Pour nous, l’économie doit être au service de la société et non l’inverse. La liberté d’entreprendre, le jeu de la concurrence sont indispensables, mais ils doivent impérativement être soumis au pouvoir régulateur de l’État, garant du respect de l’équilibre social et du processus de redistribution indispensable à la cohérence de notre société et au respect de tous les citoyens.
Notre assemblée a eu l’occasion de se pencher sur la question du cumul des mandats sociaux à l’occasion de la discussion de la proposition de loi du groupe RDSE adoptée le 18 novembre dernier. Notre propos d’alors, dicté par la nomination du PDG d’une grande entreprise privée à la tête d’EDF, ne s’inscrivait pas tout à fait dans une perspective identique. Quoi qu'il en soit, contrairement à vous, madame la secrétaire d’État, nous sommes de ceux qui considèrent que ce mélange des genres, ce cumul, est extrêmement dangereux et conduit à une concentration du pouvoir économique particulièrement discutable.
La pertinence des questions soulevées à ce moment-là demeure. Le paysage que composent les dirigeants des grandes entreprises françaises reste marqué, on l’a dit, par une forte « endogamie », propre à alimenter les soupçons de collusion d’intérêts, voire de conflits d’intérêts. Oui, 98 personnes concentrent aujourd’hui 43 % des 500 mandats d’administrateurs des sociétés du CAC 40, et les femmes ne représentent que 10 % des administrateurs de ces mêmes sociétés.
Cette concentration des pouvoirs rompt les équilibres entre les pouvoirs fondamentaux de notre société.
Vient d’être publié le « palmarès » des rémunérations des dirigeants des entreprises du CAC 40. On apprend ainsi que, hors stock-options et actions gratuites, leur rémunération globale a augmenté de 4 % l’année dernière, les dirigeants de ces 40 entreprises se partageant un total de 79, 5 millions d’euros. Bien sûr, on se réjouit pour le vainqueur de cette course effarante, qui a touché 4, 4 millions d’euros en 2009. Mais on est piqué de curiosité à l’idée que le morcellement progressif des revenus en de multiples composantes intégrées à des packages – des contrats négociés de plus en plus complexes, mêlant salaire fixe et variable, retraite supplémentaire et stock-options – vise à mieux indexer la rémunération des dirigeants sur « les exigences de la place, des politiques et de l’opinion publique pour réduire les risques d’excès ou, tout du moins, de mieux lier la performance des dirigeants à leurs salaires », comme l’explique un grand quotidien économique.

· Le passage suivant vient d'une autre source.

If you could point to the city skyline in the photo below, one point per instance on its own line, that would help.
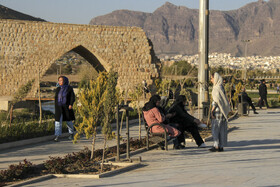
(68, 11)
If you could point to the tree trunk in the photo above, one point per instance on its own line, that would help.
(93, 143)
(121, 122)
(40, 103)
(139, 118)
(103, 155)
(11, 114)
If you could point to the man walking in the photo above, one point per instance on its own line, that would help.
(248, 100)
(263, 94)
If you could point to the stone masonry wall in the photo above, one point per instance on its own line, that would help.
(28, 47)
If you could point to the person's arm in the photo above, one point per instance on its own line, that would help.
(72, 98)
(214, 106)
(160, 118)
(181, 113)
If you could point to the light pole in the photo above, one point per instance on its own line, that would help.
(203, 72)
(244, 68)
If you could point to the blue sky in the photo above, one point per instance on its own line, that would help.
(82, 11)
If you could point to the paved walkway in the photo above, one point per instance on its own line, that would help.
(252, 158)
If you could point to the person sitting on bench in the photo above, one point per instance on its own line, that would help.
(186, 121)
(247, 99)
(153, 115)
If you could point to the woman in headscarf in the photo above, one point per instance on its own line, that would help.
(64, 100)
(219, 112)
(186, 122)
(153, 115)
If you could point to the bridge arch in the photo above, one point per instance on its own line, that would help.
(27, 47)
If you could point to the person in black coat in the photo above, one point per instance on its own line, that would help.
(186, 121)
(64, 100)
(263, 94)
(248, 100)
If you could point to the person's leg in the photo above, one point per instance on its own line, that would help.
(223, 134)
(193, 129)
(251, 104)
(70, 126)
(266, 103)
(58, 128)
(260, 104)
(215, 134)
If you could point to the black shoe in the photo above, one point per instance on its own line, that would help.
(175, 147)
(55, 139)
(161, 145)
(71, 137)
(213, 149)
(182, 146)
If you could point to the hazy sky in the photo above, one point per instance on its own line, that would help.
(82, 11)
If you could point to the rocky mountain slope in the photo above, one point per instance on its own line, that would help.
(174, 29)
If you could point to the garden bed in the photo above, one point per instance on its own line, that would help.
(72, 164)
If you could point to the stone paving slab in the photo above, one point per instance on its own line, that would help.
(252, 158)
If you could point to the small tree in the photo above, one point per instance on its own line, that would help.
(109, 104)
(135, 97)
(90, 108)
(238, 90)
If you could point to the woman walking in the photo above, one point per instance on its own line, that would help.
(64, 100)
(219, 112)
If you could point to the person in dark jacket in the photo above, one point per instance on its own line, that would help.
(186, 121)
(64, 100)
(263, 94)
(248, 100)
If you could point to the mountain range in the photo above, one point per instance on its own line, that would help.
(174, 29)
(7, 13)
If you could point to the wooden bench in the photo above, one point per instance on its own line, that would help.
(156, 137)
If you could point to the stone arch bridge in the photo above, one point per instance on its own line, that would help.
(27, 47)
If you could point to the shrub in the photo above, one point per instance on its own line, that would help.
(23, 130)
(15, 172)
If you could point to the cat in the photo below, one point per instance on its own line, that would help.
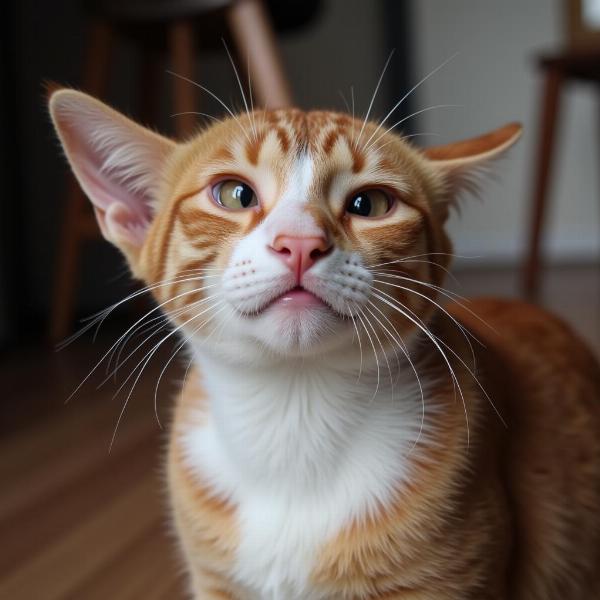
(338, 435)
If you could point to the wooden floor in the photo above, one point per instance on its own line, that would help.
(78, 522)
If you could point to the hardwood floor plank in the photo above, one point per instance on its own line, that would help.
(76, 555)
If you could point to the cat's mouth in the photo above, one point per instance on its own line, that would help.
(296, 299)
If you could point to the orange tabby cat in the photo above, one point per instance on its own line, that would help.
(333, 439)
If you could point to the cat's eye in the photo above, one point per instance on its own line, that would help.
(234, 194)
(369, 203)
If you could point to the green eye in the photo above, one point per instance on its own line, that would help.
(369, 203)
(234, 194)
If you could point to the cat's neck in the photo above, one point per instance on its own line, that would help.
(301, 421)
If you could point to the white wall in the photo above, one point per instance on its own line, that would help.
(495, 78)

Cette cascade de chiffres, encore plus aujourd’hui qu’hier, soulève l’indignation, la révolte – et je ne suis pas de ceux qui sont contre le système libéral ! –, au moment où nos compatriotes souffrent d’une crise économique provoquée par la spéculation financière et où le chômage repart de plus belle.

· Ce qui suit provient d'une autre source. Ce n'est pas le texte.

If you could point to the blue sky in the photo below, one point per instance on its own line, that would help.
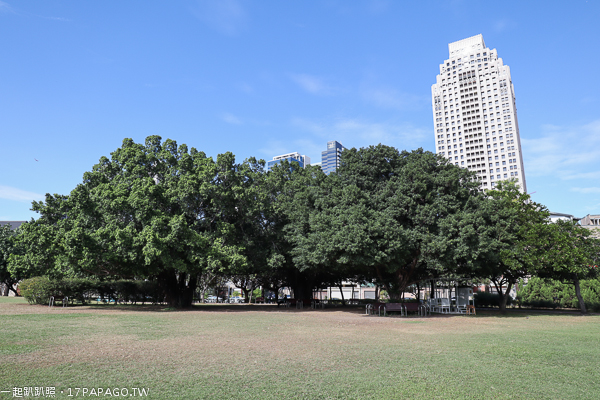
(262, 78)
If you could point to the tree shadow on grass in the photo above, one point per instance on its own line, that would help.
(526, 312)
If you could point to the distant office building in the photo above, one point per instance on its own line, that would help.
(475, 114)
(561, 217)
(330, 158)
(290, 157)
(591, 222)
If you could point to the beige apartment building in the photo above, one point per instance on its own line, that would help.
(475, 114)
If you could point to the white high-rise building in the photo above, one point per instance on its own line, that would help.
(475, 115)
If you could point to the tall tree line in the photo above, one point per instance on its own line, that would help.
(163, 212)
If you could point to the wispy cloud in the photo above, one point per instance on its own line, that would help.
(354, 132)
(568, 153)
(225, 16)
(311, 84)
(231, 119)
(15, 194)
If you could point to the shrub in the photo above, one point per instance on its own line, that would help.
(540, 292)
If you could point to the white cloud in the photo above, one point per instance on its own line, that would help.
(353, 132)
(311, 84)
(231, 119)
(568, 153)
(225, 16)
(11, 193)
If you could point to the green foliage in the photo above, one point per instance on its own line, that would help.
(153, 211)
(7, 247)
(389, 216)
(540, 292)
(508, 229)
(38, 290)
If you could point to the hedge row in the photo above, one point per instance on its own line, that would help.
(38, 290)
(554, 294)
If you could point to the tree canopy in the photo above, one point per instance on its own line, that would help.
(159, 211)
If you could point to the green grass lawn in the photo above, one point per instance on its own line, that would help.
(261, 352)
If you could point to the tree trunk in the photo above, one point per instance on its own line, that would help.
(578, 293)
(178, 289)
(246, 294)
(504, 297)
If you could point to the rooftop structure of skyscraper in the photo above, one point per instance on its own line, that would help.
(290, 157)
(475, 113)
(330, 158)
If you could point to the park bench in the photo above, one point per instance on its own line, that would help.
(372, 308)
(405, 308)
(316, 303)
(63, 299)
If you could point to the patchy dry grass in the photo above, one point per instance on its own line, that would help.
(261, 352)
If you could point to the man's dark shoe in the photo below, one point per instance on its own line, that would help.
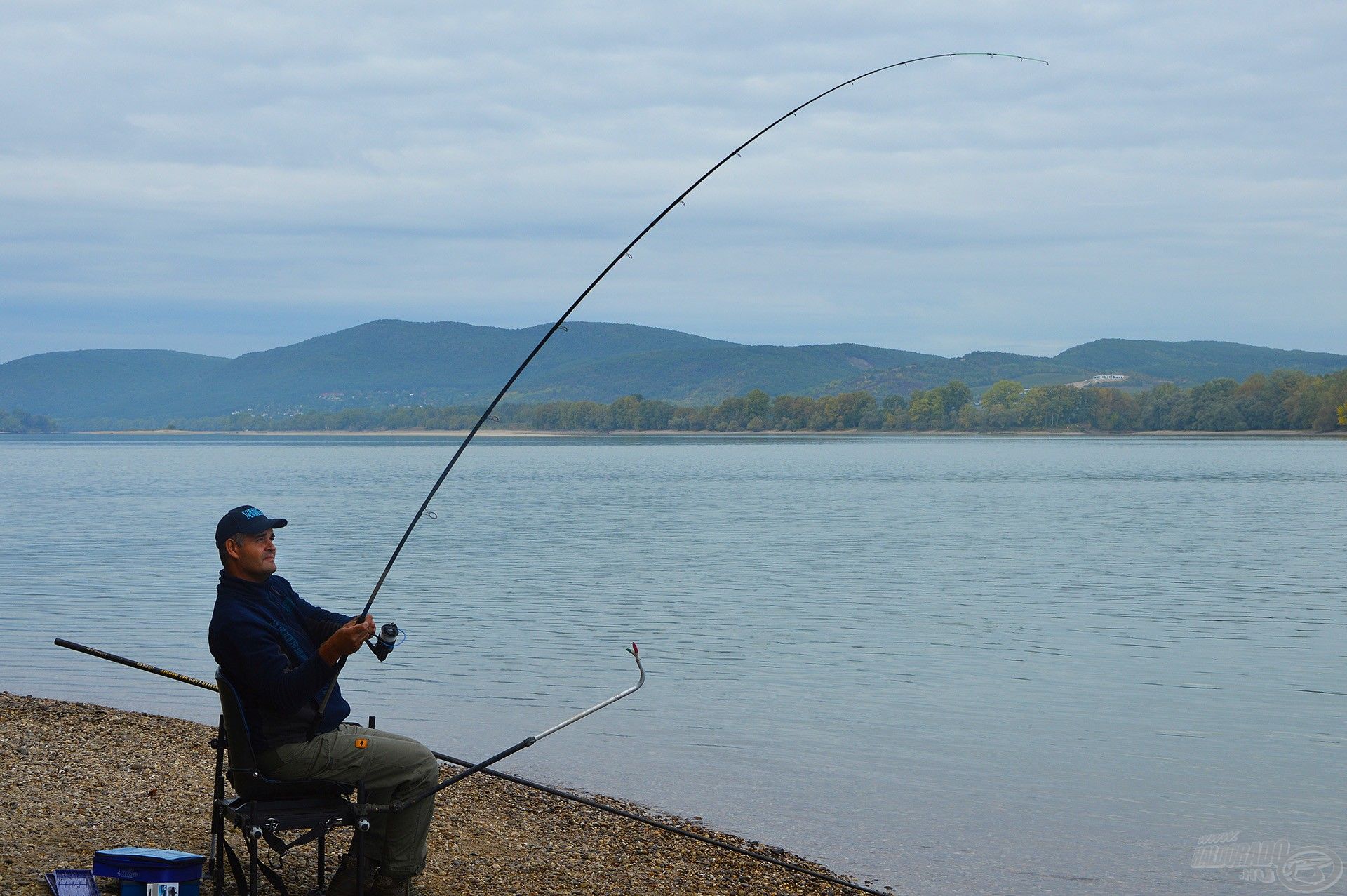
(389, 887)
(344, 881)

C’est pour lutter contre ces dérives que la loi relative aux nouvelles régulations économiques du 15 mai 2001 avait limité à trois le nombre de mandats ; tous les mandats au sein des sociétés anonymes étaient visés. Malheureusement, madame la secrétaire d'État, votre majorité, revenue au pouvoir, s’est empressée de retourner à l’état antérieur du droit.